The events before April 1894 were related to me many times by my father, B. S. Barnes. As to my personal part in these events, they began that month when my mother brought my sister and me by train to Oklahoma from our farm home in Adrian, Michigan. My brother Gilbert B. had accompanied my father to Oklahoma the preceding summer. My father and brother met us at Cross with the celebrated black team and surrey, and our reunited family drove to Ponca City.

Our arrival was on a hot day. The hot gale-forced wind, strong out of the south, blew grains of sand into our faces, and when we arrived at Ponca City there were little blotches of blood on our faces resulting from cuts made by the blowing sand. It was not a very good introduction to the new city. My father had rented temporarily a small three-room house. It was actually only about nine or ten feet on each side. I have always felt sorry for my dear mother who had come to Oklahoma from a fine ten-room, two story brick home in Michigan to make a new home in a little three-room frame shack.

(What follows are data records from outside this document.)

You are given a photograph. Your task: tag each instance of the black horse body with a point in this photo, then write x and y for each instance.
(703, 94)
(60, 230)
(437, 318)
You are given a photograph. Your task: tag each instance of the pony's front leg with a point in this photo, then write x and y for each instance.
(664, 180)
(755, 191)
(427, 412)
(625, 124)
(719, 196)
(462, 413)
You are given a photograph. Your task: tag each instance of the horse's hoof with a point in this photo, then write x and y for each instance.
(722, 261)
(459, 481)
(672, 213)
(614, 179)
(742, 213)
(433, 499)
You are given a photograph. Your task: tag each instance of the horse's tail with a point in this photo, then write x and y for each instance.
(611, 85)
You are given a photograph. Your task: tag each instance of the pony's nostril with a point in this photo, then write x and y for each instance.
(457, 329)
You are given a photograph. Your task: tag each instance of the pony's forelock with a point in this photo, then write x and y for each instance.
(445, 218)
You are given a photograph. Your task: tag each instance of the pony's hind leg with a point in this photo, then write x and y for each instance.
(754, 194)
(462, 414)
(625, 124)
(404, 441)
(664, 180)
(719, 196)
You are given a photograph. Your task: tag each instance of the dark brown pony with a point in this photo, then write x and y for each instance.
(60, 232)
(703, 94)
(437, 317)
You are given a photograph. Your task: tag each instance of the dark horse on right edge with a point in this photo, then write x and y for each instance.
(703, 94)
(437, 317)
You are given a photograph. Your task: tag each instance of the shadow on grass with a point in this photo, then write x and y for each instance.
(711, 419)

What hardships people must undergo to build a new city!

Louis Seymour Barnes, the youngest son of Burton Seymour Barnes, the founder of Ponca City, was nine years old at the time of the opening, of the Cherokee Strip. He came to Ponca City a few months later with his family and was a prominent citizen and leader in civic and financial affairs there all of his life. He wrote this article for The Chronicles on Saturday, November 10, 1956. He died the next month on November 11, 1956.

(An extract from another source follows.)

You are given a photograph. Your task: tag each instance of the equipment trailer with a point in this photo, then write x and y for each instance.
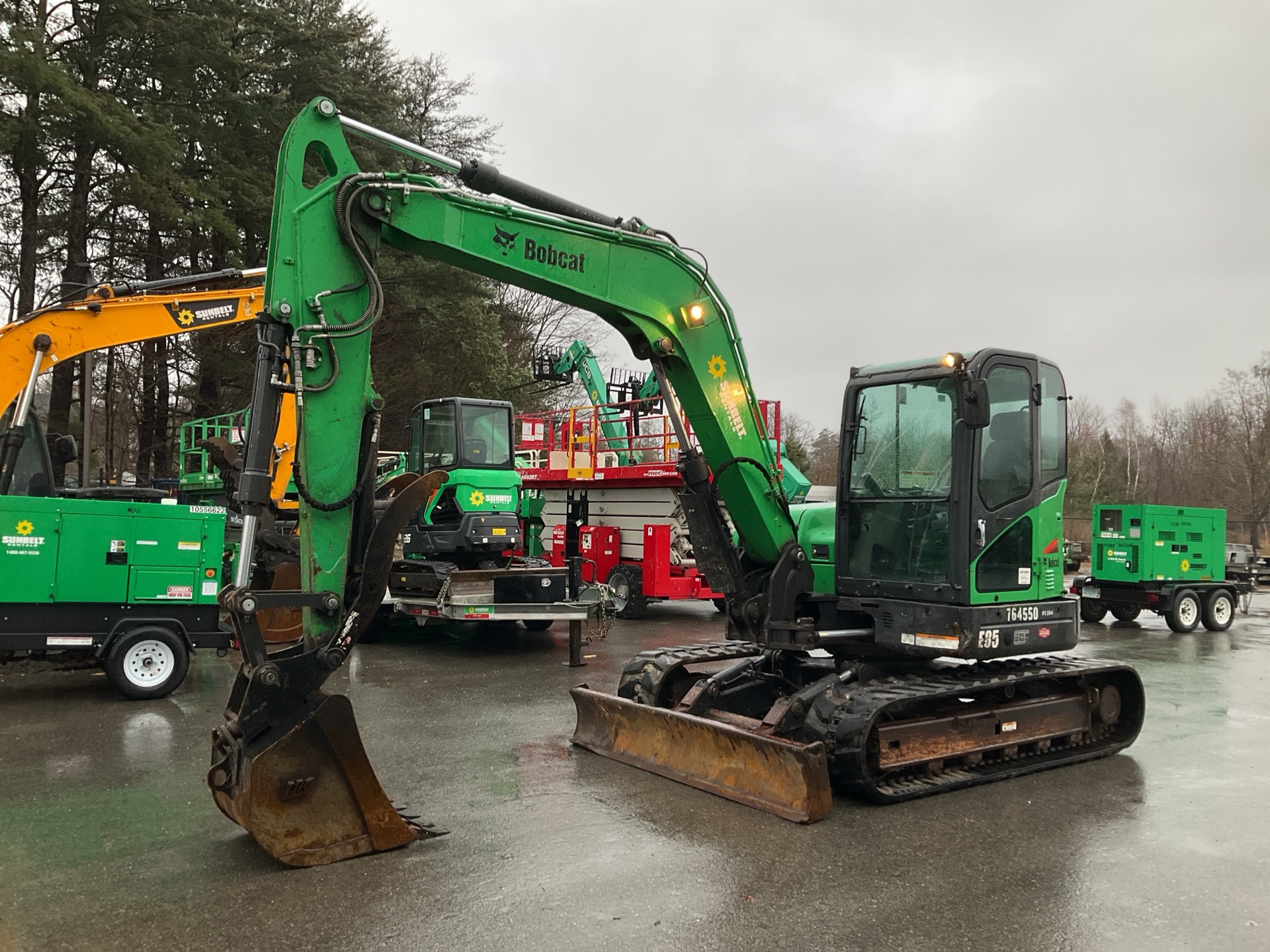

In an article "Early History of Ponca City," _ written April 1895 by W. G. Cronkright, Secretary of Ponca City Board of Trade, there is the following account of the use of certificates: ..... As there had been no reservation made for city purposes at this point it became necessary for those interested in this location to arrange some plan whereby a concerted action might be obtained and by which all would be equally interested and have an equal chance. It remained for B. S. Barnes to suggest a plan by which this might be accomplished. It was proposed that all who were intending to go to this point be invited to form themselves into an association to be known as the Ponca Townsite Co., that certificates of membership to be issued and that immediately after the opening the successful claimants to the site chosen be bought off and the land taken for townsite purposes and distributed among the member of the association by lot, each one drawing• a chance for location and agreeing to abide by the result of the drawing. This plan was carried into effect and on Monday, September 18, two days after the opening. Fully two thousand people were gathered where Ponca City now stands. One section of land was secured by purchasing the release of all who made any claim to the land at that time. Surveyors were put to work and in two days the whole section was staked off in lots and blocks, numbering one hundred and ninety-four blocks with twenty lots in each block except two tiers of blocks on each of the main business street, which contained twenty-four lots each. A small shanty was hastily constructed to be used as an office and more members were taken into the Association until on Thursday morning, September 21, the total number of members amounted to something over twenty-three hundred. Each person's name was written on a small card and placed in one box, while cards containing the number of lots in each block were placed in another box and the drawing commenced by taking a card from each box simultaneously.

"Each person as soon as his number was drawn proceeded to his lot and homesteaded or improved it in any way he desired, and in only two or three instances has there ever been any disposition shown to 'jump a lot' and these terminated so disastrously to those making the attempt that lot jumping was pronounced a failure in Ponca City."